A: These shows, like Bastardfest and the like, they really do showcase Australian talent. It is quite something when you look at these bills and think at least 80 per cent of the bands would headline shows normally, and it really brings people out of the woodwork. It is always great catching up with the ol’ mates at these shows. I’ve never understood the logic of international acts selling out somewhere like The Metro, support bands playing well and selling heaps of merch, and then all these people just disappear until the next international show. I think these festival type shows are the perfect event for people looking to discover what the local scene has to offer, and I think they will be very surprised at the level of talent.
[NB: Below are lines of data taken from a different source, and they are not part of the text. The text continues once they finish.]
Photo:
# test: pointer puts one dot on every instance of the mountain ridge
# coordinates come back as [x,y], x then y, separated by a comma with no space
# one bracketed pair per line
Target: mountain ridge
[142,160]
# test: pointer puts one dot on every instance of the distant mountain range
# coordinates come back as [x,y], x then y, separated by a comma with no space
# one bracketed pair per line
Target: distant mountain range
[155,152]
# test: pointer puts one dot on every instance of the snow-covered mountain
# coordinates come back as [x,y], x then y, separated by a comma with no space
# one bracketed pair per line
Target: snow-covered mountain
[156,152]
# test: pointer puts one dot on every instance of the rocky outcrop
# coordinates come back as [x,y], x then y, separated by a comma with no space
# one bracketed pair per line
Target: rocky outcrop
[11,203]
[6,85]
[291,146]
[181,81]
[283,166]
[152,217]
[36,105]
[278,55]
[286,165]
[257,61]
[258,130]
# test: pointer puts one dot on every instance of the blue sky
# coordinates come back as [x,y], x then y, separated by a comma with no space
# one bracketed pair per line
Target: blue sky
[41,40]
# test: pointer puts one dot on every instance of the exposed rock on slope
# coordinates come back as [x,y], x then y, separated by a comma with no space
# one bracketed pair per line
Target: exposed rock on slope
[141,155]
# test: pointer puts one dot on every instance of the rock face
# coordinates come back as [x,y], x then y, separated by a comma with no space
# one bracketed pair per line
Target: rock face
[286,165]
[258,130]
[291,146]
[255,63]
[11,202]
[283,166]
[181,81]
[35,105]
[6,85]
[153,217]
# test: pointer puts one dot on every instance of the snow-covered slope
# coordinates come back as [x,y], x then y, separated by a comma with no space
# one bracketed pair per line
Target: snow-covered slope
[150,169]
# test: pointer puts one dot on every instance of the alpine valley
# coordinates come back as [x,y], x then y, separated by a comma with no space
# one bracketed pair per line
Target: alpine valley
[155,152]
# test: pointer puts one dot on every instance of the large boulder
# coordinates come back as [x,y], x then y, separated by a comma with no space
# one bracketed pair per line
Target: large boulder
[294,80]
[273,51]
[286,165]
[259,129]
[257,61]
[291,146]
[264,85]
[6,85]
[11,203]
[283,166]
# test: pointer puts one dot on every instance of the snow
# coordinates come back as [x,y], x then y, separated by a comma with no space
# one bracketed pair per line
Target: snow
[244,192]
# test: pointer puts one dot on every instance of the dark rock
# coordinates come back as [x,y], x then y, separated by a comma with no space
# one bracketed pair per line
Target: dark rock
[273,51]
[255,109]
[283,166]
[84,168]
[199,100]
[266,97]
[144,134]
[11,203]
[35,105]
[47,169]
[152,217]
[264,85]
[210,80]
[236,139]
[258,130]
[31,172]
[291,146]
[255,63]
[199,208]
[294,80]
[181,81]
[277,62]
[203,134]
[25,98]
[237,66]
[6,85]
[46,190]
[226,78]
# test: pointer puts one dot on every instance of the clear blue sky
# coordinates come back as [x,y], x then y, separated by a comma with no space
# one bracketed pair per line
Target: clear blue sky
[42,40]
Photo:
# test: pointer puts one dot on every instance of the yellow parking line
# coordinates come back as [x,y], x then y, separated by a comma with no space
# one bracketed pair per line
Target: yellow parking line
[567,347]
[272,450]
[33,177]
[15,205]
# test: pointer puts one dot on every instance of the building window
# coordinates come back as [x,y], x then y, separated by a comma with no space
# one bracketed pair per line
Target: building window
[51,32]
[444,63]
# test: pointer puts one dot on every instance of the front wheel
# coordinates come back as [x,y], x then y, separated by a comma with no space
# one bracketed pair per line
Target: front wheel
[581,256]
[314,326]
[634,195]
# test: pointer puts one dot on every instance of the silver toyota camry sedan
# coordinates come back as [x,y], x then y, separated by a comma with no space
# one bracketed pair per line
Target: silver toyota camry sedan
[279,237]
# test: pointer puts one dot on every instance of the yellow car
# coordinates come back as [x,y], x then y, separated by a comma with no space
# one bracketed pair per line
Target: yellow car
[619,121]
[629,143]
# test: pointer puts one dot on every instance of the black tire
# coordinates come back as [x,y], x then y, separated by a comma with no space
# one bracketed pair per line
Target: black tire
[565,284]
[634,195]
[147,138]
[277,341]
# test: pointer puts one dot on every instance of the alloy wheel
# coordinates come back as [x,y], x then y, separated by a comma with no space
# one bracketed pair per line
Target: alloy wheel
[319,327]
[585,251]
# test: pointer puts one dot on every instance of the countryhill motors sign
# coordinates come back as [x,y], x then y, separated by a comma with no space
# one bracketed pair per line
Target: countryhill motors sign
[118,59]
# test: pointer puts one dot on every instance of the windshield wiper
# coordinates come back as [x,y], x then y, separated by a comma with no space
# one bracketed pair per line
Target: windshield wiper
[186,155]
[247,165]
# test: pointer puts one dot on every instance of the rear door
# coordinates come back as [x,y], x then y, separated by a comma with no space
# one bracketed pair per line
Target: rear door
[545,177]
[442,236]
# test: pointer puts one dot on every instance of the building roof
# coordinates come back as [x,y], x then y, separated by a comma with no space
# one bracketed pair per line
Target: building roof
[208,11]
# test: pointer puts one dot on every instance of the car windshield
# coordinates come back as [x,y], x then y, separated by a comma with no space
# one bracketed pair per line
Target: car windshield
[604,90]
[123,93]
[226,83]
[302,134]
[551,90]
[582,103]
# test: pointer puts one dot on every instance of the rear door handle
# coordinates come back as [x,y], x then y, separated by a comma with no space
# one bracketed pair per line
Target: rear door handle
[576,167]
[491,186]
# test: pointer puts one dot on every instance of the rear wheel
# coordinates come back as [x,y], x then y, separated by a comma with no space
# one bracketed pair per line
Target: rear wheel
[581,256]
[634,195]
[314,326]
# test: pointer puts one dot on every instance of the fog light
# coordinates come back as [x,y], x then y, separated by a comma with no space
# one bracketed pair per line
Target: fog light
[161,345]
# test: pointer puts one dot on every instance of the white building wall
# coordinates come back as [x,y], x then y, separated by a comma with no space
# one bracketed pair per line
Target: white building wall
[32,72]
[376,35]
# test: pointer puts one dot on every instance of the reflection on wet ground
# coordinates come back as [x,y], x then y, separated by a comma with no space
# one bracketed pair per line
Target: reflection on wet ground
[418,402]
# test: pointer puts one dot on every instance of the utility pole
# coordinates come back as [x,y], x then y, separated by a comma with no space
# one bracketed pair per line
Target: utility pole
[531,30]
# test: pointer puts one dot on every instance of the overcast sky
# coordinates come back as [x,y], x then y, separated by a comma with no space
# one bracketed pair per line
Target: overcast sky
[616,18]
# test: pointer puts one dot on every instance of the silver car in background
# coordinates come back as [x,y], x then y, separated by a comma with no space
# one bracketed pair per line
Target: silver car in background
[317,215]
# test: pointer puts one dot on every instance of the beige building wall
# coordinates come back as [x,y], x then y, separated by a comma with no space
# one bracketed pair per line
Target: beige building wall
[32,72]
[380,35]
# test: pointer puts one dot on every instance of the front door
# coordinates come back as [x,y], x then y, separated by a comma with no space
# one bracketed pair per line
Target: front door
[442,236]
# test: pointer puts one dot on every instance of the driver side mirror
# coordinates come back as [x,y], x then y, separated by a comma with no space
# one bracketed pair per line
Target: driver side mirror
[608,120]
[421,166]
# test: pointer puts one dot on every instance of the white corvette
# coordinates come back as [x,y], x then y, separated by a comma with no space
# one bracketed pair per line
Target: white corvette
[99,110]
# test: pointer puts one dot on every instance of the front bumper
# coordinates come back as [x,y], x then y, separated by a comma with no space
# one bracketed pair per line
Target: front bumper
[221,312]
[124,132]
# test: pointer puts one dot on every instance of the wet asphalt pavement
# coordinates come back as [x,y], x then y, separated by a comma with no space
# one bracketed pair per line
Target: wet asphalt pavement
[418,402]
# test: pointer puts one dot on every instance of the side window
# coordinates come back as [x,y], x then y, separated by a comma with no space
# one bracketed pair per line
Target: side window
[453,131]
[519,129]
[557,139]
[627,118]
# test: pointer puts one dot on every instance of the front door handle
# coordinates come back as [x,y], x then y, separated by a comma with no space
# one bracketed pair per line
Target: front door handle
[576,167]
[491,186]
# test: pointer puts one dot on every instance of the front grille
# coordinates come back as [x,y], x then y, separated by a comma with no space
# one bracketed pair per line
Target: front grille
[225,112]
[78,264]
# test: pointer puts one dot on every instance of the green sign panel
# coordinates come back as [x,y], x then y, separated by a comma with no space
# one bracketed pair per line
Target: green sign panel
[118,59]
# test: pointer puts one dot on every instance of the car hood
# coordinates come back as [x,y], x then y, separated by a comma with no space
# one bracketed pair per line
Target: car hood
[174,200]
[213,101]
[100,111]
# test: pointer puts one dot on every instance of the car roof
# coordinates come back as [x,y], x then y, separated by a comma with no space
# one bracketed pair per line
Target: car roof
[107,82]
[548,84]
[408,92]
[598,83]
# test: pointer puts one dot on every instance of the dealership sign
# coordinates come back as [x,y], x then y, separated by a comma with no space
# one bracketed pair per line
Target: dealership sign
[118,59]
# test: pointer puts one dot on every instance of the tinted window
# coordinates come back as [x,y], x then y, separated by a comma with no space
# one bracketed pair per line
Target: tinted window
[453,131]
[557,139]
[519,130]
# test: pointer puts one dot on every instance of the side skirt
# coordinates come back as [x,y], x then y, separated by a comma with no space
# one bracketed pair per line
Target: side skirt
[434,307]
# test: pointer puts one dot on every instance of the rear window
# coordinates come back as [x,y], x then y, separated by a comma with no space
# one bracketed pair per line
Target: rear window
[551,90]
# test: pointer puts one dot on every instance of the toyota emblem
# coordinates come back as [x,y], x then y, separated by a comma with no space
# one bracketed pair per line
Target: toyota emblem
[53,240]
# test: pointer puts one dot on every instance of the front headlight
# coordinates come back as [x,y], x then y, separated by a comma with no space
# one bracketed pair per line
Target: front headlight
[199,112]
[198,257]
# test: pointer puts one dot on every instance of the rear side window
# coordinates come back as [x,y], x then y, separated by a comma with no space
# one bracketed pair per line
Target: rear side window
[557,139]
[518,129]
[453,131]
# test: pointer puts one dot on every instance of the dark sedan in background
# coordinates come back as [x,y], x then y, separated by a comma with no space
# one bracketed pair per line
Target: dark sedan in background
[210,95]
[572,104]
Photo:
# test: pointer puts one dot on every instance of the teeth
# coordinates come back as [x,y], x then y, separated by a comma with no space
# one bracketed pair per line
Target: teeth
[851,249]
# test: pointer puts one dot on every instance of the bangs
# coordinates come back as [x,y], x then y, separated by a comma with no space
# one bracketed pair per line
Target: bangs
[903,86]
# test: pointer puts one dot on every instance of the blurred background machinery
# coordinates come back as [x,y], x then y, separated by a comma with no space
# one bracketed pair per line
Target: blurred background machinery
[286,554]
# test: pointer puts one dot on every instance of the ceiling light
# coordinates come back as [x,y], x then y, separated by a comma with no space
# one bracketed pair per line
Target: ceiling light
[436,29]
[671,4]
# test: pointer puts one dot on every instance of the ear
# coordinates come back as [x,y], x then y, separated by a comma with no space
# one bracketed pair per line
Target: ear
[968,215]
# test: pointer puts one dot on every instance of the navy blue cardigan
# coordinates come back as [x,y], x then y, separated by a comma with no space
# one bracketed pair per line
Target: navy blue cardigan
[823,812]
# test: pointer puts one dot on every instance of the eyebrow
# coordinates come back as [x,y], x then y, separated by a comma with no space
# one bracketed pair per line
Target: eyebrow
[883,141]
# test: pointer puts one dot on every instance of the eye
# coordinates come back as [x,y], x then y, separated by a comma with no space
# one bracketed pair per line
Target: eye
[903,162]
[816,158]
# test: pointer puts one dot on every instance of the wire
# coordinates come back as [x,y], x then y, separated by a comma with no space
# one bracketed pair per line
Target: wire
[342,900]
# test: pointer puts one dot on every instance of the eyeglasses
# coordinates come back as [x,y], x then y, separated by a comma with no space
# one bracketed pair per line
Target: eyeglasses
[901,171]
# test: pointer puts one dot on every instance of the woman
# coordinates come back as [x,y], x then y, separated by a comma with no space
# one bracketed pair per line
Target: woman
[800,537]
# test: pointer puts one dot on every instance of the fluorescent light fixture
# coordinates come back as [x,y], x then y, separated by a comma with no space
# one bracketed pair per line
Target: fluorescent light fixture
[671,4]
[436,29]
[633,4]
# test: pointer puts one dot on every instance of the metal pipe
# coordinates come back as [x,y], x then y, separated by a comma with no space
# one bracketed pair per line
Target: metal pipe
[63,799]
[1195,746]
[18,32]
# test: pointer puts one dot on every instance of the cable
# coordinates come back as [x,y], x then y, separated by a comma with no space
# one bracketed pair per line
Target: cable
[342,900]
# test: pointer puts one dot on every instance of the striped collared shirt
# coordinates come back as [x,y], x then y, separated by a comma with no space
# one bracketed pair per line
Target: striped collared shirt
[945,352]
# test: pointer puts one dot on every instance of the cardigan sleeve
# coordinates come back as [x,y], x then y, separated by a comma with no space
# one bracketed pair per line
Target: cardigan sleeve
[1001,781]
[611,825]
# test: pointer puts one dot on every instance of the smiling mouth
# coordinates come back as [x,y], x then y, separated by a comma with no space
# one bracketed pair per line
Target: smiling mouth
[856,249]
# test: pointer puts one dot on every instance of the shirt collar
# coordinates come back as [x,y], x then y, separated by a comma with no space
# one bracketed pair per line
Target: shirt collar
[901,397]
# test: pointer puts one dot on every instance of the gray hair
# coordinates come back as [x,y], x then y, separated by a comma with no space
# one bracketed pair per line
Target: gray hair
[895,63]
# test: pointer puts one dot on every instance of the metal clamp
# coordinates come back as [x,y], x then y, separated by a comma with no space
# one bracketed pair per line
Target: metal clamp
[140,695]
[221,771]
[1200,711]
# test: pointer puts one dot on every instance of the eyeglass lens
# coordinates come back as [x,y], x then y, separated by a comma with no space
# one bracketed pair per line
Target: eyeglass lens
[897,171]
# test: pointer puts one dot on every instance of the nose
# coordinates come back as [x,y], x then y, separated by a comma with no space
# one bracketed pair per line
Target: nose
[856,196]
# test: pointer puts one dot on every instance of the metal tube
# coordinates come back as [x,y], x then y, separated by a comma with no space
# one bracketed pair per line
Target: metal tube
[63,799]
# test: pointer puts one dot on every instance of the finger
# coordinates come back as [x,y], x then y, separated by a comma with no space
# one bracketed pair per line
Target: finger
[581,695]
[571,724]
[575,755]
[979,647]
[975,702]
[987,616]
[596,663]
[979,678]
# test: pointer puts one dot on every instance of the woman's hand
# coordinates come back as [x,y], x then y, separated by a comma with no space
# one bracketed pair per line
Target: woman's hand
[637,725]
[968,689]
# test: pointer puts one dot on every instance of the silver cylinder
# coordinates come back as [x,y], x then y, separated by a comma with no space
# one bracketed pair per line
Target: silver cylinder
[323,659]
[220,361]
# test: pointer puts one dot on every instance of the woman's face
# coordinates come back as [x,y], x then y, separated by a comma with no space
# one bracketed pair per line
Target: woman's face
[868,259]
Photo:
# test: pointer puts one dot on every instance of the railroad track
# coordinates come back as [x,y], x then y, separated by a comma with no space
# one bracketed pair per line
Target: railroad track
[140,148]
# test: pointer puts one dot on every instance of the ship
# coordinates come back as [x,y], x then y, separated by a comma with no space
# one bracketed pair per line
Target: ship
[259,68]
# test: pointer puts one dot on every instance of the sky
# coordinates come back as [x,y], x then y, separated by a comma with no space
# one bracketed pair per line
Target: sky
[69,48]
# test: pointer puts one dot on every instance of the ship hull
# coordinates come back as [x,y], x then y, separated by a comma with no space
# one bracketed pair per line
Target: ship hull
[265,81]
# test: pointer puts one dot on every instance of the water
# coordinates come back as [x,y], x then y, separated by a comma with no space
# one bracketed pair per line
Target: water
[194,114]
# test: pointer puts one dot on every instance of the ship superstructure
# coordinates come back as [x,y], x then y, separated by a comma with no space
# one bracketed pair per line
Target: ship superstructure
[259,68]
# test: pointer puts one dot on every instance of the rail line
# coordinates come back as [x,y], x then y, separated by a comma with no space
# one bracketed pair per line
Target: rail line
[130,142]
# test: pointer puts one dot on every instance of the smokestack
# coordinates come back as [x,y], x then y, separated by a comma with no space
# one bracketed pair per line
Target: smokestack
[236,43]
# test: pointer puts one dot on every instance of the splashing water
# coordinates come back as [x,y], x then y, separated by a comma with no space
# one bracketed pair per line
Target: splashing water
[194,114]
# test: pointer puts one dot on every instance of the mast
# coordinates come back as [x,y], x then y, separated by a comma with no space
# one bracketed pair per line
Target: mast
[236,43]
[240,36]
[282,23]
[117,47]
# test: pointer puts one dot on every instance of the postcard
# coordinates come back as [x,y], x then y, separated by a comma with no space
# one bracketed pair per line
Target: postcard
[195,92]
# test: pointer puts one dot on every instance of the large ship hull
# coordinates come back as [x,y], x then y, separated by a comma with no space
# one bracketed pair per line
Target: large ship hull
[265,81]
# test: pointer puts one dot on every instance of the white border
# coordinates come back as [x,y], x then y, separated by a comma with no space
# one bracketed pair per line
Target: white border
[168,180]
Q: The band has also been announced as the support act for Epica’s Sydney show next year. This will be the biggest gig of the band’s career thus far – what are your expectations?
A: I’m not going to lie to you; I think it should be a great show. It is all ages, which is always good for corrupting younger people who can’t get to shows normally. I think it will be really enjoyable. Beyond that, I don’t have any particular expectations. We’ll just go out there and try and put on the best show we can, same as every other time we take the stage. Just this time we’ve got a bit more room to move around without stepping on each other.
Q: Metal doesn’t tend to play many gigs, but outside of these two high-profile shows do you have any others in the pipeline?
A: We don’t like to outstrip supply and demand, you know? Steel Assassins will be the final show of what we’ve called the 2012 Seasonal Tour, where we have just played the one show per season. Steel Assassins being the spring show. At this stage, we don’t have anything locked in other than these two, although there could be a rather exciting show in February, if things fall into place, and possibly another show in April, depending on contractual obligations. Once the album is done, we’ll be looking to tour it interstate and internationally, with some plans tentatively in place, but obliviously I can’t give details until they are concrete.
Q: 2012 is rapidly drawing to a close. What have been some of your favourite albums of this year, as well as some of the disappointments?
A: This is a tough one, and I have very bad concept of how long ago things happened, and I’m not too good with names of things. I will do my best though. I was quite happy with Blind Guardian’s Memories of a Time to Come; it had some great re-recordings, and getting the Lucifer’s Heritage demos was great. Motörhead’s new one, which I think may have been last year, but whatever, I really like it and I’m still listening to it on repeat in my car. Nightmare’s new one was ok, but falls short of their Cosomovision album. Ihsahn’s new one is good. Troldhaugen had a good album, but too bloody short. Futility’s The View from Here is great, I listen to it a lot in the office.
Can’t think of too much else off hand. Haven’t got the new Grave Digger yet, but I’m sure it will have a couple of great tracks. Haven’t got the new Manowar either, but I’m sure it is a mixture of album of the year and extreme disappointment, as they always seem to be. Have you noticed that? Gods of War had “King of Kings” and “Sons of Odin”, some of Manowar’s best songs, buried deep within 60 tracks of orchestra stuff and narrations with varying accents. Anyway, I’ve gone off on a tangent. The only real disappointment for me was that Virgin Steele didn’t release an album, but they weren’t planning on it, so I have no real reason for being upset about it.
Q: Any famous last words?
A: Stay true mate, was a pleasure speaking with you.
Catch Metal at Steel Assassins, November 2 & 3 at the Sando in Sydney.